Recent advances in sequencing technologies (next-generation sequencing) and the bioinformatics tools allow the rapid sequencing and analysis of the whole genome or the exons of the individuals and permits large scale population-based surveys of genetic variation. This has contributed greatly to the improvement of our understanding of the genetic aetiology of the complex disorders such as polygenic hypercholesterolemia. During the last 10 years there were many GWAS that have identified many SNVs associated with the different serum lipid traits and hypercholesterolemia. Additional file 2: Table S2 presents a list of SNVs with genome-wide significance that influence the serum lipid levels in different populations which are not discussed earlier in this review.
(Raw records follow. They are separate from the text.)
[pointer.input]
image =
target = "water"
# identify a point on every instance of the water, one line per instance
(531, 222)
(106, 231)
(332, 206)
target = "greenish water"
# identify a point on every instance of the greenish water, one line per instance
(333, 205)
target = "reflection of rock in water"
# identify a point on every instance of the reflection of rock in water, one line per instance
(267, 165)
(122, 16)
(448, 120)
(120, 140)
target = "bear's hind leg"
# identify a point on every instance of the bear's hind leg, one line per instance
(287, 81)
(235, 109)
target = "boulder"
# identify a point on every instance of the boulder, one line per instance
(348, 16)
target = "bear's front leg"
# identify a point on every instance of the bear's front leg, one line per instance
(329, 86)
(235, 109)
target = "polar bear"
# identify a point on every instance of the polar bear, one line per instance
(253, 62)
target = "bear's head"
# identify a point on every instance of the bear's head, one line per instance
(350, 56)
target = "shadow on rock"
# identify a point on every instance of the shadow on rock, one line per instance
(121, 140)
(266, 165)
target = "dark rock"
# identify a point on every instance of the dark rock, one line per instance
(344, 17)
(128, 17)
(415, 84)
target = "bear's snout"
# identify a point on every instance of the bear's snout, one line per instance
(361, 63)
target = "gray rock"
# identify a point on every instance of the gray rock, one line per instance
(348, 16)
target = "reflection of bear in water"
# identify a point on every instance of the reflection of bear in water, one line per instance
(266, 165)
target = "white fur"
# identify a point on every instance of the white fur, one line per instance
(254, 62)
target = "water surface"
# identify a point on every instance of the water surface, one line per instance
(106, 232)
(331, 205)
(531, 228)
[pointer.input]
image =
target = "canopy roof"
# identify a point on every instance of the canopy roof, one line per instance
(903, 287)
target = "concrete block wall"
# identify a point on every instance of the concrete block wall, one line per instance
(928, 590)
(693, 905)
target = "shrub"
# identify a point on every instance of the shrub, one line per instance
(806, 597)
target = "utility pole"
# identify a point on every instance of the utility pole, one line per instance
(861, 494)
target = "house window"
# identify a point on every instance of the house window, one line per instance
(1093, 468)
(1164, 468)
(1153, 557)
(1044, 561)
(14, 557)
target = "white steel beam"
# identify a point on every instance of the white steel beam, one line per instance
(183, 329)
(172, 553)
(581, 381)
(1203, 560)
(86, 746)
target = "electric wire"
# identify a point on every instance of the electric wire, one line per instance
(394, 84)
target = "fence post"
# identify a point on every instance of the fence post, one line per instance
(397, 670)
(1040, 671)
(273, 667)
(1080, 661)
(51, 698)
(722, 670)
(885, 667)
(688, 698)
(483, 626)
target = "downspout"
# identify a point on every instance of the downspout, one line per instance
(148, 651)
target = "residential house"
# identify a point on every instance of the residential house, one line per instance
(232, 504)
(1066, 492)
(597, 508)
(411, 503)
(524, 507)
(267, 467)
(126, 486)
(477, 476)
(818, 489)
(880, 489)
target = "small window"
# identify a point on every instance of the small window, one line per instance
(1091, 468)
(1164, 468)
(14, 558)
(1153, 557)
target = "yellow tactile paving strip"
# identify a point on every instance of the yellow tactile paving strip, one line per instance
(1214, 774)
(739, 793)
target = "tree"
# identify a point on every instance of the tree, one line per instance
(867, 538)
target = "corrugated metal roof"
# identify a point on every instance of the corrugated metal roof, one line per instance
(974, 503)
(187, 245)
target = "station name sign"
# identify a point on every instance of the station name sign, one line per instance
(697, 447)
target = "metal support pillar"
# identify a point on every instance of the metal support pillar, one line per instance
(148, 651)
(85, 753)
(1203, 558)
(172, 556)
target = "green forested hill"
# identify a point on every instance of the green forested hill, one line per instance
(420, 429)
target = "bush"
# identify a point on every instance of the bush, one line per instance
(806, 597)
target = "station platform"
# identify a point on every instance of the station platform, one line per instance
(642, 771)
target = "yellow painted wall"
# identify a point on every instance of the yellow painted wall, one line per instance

Most of the loci listed in this table are within or in the vicinity of the genes that are not known to be involved in lipid metabolism. Among these SNVs, majority (61%) are located in the intronic regions. Coding SNVs accounts for only 6% of these variants identified GWAS, and there are only 6 non-synonymous variants (Fig. 3). This indicates that there might be a considerable number of unrecognized processes and mechanisms causing dysregulation of lipid homeostasis and hypercholesterolemia. These variants need to be assessed further for the replication of the identified association in different populations. Moreover, functional studies has to be carried out to recognize the pathogenic mechanism of these variants with regard to hypercholesterolemia and serum lipid traits.

Fig. 3
figure 3

Types of TC, LDL-C, HDL-C-associated SNVs in genes with no recognized role in lipid metabolism

Conclusion

Although there are major advances in the evaluation of genetic susceptibility of hypercholesterolemia during the last decade, significant challenges remain. The known genes account for only a proportion of the cases and a substantial amount of missing heritability still exists. Most of the identified genetic variants have a small effect and in combination do not explain much of the heritability of this complex disorder. Additionally, majority of the genetic variants that were shown to influence the plasma lipid levels and determine the inherited susceptibility to hypercholesterolemia are located outside the coding regions of these genes, hence will be missed in routine exome-sequencing techniques. Considering the association of hypercholesterolemia with more debilitating cardiovascular diseases such as coronary artery diseases and stroke, there is a need of further evaluation of the molecular genetic basis of this condition. Identification of new molecular mechanisms and pathways by this approach will provide new insights into the identification of novel treatment and preventive methods, as well as the identification and development of new biochemical and molecular markers for screening and monitoring. This will allow the early detection of asymptomatic patients and effective treatment, thus preventing complications and reducing the mortality and morbidity associated with this common disorder.